Add the drained garbanzo beans after the foam slows down. Keep the pot at a steady low simmer for 2 hours to 2 hours 15 minutes, until the garbanzo is creamy at the center and the beef is beginning to loosen from the bone. Add hot water if the bones start showing above the surface.
Heat a dry comal over medium. Toast the chile guajillo in batches, about 15 to 20 seconds per side, just until the skins darken a shade and smell sweet. Toast the chile ancho the same way, a little longer because it is thicker. Do not blacken them. Burned chile turns the whole pot bitter. On the same comal, brown the reserved onion half and the remaining 2 garlic cloves in spots.
Cover the toasted chiles with hot water and let them soften for 20 minutes. Drain them. Blend the softened chiles with the browned onion, browned garlic, and 2 cups of hot beef broth until completely smooth. Strain through a fine-mesh sieve, pressing hard on the skins. You want a clean red puree, not flakes of chile skin floating in a ceremonial broth.
Stir the strained chile puree into the simmering beef broth. Some red caldos want the chile fried in manteca. Churipo does not. This is a beef broth, and the beef fat carries the chile. Simmer for 20 minutes, until the broth turns brick red and a light orange sheen gathers at the edge of the pot.
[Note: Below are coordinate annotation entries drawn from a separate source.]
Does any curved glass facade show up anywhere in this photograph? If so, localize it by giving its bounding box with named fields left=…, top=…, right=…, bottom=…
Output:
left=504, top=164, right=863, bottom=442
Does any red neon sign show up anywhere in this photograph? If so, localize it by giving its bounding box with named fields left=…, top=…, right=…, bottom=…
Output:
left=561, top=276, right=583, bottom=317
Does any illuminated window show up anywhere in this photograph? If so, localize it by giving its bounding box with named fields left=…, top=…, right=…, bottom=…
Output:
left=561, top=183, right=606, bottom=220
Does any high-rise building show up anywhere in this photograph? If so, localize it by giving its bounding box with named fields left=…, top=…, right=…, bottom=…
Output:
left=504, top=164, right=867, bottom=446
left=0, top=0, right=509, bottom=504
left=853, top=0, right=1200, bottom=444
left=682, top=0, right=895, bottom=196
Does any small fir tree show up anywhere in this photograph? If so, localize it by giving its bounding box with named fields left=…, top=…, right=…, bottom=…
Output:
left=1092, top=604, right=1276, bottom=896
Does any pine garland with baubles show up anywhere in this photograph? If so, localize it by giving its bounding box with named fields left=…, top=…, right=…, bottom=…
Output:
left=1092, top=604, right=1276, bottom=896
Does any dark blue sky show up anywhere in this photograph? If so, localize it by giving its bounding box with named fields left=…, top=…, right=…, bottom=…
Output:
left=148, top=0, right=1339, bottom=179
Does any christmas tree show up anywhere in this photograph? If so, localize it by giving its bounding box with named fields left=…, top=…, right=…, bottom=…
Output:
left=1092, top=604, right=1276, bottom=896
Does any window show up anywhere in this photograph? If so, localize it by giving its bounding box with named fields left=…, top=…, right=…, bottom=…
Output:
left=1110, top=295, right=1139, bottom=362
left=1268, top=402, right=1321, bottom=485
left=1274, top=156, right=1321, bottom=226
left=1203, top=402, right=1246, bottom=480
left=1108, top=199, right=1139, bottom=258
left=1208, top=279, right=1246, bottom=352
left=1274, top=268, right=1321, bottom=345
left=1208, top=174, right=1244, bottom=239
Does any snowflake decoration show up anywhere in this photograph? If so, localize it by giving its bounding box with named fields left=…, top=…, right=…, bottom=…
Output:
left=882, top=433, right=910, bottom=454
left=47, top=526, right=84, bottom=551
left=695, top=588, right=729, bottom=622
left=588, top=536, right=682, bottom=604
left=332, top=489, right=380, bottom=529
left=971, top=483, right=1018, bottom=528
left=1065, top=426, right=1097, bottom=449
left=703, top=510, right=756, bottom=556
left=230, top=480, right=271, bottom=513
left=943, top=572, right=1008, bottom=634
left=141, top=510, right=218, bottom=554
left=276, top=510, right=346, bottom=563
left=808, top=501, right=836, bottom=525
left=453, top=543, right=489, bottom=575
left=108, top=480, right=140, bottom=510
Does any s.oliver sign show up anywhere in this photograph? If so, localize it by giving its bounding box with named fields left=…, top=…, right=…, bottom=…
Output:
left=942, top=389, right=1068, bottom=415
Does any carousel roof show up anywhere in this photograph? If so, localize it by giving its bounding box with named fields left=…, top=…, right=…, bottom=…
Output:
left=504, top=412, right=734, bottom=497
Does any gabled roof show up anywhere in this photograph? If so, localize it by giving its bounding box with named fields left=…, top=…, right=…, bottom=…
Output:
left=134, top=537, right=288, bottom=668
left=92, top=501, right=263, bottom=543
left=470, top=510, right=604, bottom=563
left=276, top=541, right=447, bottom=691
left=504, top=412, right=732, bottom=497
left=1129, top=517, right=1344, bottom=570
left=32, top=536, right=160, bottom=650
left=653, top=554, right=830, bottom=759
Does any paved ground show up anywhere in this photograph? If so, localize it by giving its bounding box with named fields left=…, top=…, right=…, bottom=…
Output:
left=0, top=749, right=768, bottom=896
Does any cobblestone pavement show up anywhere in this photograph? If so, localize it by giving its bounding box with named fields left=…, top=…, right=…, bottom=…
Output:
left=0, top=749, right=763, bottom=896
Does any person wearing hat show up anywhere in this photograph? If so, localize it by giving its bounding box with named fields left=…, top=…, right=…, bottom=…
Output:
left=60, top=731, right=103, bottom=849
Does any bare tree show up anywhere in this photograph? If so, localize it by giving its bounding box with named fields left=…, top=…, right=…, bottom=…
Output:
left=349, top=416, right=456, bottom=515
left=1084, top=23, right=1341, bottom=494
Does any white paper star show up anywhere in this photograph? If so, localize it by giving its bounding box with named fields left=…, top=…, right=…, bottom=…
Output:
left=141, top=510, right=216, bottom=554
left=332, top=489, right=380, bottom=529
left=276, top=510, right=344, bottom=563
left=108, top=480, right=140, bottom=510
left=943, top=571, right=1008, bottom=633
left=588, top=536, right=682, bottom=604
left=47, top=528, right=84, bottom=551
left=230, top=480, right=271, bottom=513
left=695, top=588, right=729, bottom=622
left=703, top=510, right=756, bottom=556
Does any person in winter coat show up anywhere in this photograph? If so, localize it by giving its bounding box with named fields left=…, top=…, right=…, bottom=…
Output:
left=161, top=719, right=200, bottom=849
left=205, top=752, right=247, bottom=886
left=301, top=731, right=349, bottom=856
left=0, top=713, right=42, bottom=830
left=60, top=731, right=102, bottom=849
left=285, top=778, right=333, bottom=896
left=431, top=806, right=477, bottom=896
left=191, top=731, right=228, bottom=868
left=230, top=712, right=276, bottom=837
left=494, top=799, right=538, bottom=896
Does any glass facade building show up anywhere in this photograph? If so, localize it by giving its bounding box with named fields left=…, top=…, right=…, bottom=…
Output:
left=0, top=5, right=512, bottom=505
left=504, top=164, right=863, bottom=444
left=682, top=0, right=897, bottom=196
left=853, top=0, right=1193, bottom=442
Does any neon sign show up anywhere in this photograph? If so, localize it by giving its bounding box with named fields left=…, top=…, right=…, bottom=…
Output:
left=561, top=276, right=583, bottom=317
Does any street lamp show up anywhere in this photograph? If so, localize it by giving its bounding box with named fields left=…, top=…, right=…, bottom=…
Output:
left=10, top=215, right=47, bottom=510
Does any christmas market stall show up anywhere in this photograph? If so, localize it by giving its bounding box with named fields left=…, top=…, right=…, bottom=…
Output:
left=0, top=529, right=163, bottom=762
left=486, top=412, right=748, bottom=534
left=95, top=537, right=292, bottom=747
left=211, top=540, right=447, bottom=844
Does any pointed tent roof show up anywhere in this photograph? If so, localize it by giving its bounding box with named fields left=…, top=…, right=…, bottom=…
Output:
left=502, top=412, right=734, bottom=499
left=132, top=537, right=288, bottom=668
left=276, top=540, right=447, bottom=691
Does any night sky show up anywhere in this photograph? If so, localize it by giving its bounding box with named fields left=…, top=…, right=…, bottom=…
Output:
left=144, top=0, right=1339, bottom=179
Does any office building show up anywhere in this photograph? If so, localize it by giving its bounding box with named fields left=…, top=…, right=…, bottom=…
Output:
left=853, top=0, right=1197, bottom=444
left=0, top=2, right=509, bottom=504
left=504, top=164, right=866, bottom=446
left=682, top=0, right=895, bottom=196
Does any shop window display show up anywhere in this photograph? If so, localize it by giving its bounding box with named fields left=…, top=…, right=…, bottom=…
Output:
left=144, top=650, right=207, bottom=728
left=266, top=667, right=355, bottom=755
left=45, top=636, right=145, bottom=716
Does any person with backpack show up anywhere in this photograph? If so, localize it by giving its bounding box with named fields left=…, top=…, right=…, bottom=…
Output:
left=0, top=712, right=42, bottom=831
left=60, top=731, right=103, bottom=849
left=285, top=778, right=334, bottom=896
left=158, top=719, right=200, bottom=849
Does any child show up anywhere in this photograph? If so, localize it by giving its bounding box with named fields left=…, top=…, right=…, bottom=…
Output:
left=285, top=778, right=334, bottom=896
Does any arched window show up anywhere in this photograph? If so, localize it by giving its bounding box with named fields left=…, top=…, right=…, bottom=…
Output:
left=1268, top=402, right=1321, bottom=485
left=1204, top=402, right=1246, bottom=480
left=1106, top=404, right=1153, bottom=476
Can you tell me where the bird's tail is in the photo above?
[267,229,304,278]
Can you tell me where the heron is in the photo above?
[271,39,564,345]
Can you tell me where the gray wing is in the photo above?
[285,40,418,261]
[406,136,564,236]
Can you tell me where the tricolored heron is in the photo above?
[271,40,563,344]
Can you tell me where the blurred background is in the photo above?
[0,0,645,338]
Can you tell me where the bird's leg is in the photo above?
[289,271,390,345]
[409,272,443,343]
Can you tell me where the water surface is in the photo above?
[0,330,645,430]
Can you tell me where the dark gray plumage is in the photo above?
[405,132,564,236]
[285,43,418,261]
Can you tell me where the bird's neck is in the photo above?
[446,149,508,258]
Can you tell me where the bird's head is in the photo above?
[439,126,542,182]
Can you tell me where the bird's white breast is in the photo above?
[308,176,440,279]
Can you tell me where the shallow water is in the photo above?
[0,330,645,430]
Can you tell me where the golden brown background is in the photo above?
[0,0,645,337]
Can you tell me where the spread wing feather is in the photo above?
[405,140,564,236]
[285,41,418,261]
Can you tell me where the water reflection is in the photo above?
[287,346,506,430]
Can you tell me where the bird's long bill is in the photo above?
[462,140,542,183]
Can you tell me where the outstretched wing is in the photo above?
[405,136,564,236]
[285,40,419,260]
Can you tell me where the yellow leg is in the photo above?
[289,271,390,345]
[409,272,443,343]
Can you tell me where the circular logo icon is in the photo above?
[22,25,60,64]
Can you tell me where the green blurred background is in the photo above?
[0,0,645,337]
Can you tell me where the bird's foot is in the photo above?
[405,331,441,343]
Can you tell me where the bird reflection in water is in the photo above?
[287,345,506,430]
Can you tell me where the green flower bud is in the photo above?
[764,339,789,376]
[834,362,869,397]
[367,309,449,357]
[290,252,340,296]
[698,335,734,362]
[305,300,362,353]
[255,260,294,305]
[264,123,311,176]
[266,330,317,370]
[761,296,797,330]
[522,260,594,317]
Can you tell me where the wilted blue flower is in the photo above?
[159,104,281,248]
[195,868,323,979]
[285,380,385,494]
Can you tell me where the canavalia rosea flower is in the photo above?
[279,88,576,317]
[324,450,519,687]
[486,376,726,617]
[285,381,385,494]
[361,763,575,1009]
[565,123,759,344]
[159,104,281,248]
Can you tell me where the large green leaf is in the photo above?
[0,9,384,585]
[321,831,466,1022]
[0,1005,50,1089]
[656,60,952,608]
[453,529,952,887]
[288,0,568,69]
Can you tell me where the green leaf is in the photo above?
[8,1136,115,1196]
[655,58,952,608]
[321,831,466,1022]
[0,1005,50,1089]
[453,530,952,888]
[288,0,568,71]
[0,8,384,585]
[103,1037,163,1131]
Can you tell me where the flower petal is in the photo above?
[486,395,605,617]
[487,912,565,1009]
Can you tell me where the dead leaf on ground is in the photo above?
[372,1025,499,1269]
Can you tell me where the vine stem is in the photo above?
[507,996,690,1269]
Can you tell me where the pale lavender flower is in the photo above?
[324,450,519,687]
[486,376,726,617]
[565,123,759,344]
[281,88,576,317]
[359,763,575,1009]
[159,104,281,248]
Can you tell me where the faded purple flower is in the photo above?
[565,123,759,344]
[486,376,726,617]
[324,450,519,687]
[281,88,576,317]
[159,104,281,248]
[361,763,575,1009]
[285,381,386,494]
Taste for salt now.
Add the carrots, chayotes, and potatoes. Simmer gently for 15 to 18 minutes. The pieces should stay whole but yield when pierced with a knife. Cut them large because this is not a chopped vegetable soup. The vegetables should look like they were placed there by someone paying attention.
Add the cabbage wedges, calabacitas if using, and the sprigs of hierbabuena. Simmer 8 to 10 minutes more, just until the cabbage bends and the calabacita is tender. Do not cook the cabbage until it disappears. Churipo has generosity, not confusion.
While the vegetables finish, warm the corundas in a steamer for 10 to 12 minutes, still wrapped in their leaves. If you bought them from a Michoacán vendor, keep them wrapped until they reach the table. Churipo is always served with corundas, never alone. No me vengas con atajos.
Ladle each bowl with beef, garbanzo, cabbage, chayote, potato, and enough red broth to cover the bottom of the spoon. Scatter a few fresh hierbabuena leaves over the top. Set two warm corundas beside every bowl, preferably in green-glazed clay from Michoacán or a deep barro bowl. Tear the corunda and dip it into the broth. Así se hace y punto. Saber cocinar es saber vivir.